MUMBAI: Not all news is breaking, some of it is quietly improving. Network18 Media & Investments Limited appears to be doing just that, tightening losses and stabilising margins even as costs continue to weigh on the business. For FY26, the company reported revenue from operations of Rs 1,955.1 crore, up from Rs 1,896.2 crore in FY25, signalling modest top-line growth in a challenging media environment. Total income stood at Rs 1,978.2 crore, compared to Rs 1,913 crore a year earlier.
Profit after tax came in at Rs 306.6 crore for the year, a sharp turnaround from Rs 3,225.4 crore in FY25, largely reflecting the absence of large exceptional items that had inflated the previous year’s numbers. On a more comparable basis, the company’s operating performance showed signs of gradual stabilisation.
However, the quarterly picture remained under pressure. For the March quarter, Network18 reported a loss of Rs 53.1 crore, narrower than the Rs 98.1 crore loss in the same period last year, but still indicative of ongoing cost challenges.
Expenses continued to track high. Total expenses for FY26 stood at Rs 2,235.7 crore, up from Rs 2,197.8 crore in FY25. Key cost heads included operational expenses of Rs 765.9 crore, employee benefits of Rs 475.9 crore, and marketing, distribution and promotional spends of Rs 427.1 crore, underlining the continued investment required to sustain reach and engagement.
At an operating level, margins remained under strain. Operating margin stood at 2.33 per cent for FY26, marginally higher than 1.77 per cent in FY25, while net profit margin remained negative at -13.02 per cent, though improved from -14.89 per cent.

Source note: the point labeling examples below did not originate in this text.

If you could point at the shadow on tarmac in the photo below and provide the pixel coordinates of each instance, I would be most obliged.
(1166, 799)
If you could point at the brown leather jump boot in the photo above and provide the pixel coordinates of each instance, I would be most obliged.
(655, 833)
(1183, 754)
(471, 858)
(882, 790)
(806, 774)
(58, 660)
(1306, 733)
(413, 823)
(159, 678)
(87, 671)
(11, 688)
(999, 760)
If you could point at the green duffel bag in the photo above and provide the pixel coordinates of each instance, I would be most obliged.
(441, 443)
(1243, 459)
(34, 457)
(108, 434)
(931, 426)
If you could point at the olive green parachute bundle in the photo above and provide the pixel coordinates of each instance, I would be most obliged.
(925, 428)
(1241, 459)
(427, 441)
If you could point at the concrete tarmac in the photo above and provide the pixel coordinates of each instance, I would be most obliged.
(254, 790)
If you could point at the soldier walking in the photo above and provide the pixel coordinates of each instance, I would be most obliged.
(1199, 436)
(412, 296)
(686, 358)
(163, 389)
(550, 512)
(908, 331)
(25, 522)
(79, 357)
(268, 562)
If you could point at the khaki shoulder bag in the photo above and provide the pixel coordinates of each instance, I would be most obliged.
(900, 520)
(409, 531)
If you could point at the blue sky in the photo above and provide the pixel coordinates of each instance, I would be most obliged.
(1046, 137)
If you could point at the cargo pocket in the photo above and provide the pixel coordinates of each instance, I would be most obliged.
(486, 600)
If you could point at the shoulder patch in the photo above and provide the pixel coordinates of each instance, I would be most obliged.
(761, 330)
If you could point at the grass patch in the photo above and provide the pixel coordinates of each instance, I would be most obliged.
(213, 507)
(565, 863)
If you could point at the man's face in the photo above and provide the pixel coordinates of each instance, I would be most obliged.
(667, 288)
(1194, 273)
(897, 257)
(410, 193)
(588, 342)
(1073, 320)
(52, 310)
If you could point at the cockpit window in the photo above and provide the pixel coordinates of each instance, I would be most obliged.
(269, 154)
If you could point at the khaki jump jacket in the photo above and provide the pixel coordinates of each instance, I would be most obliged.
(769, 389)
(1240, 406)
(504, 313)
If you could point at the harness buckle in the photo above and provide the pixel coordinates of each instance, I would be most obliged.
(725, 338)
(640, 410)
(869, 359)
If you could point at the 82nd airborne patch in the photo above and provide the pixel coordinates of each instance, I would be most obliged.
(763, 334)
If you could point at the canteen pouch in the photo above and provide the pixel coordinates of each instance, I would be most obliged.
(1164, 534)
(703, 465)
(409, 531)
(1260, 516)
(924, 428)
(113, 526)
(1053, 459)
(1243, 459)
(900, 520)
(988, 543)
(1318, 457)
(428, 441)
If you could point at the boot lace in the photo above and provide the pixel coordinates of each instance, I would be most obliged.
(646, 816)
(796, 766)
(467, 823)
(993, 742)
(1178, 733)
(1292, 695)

On the balance sheet, total assets rose to Rs 8,957.6 crore as of 31 March 2026, from Rs 8,317.5 crore a year earlier. Equity strengthened to Rs 4,958.7 crore, while borrowings increased to Rs 3,112.8 crore, reflecting a higher reliance on debt to support operations.
Cash flows told a mixed story. While financing activities generated Rs 83.9 crore, operating cash flow remained negative at Rs -24 crore, highlighting ongoing pressure on core cash generation. Cash and cash equivalents, however, improved to Rs 33.9 crore from Rs 1.8 crore.
The numbers point to a company in transition growing revenues, trimming losses, but still grappling with structural cost pressures. In a sector where scale often comes at a price, Network18 seems to be inching towards balance, one quarter at a time.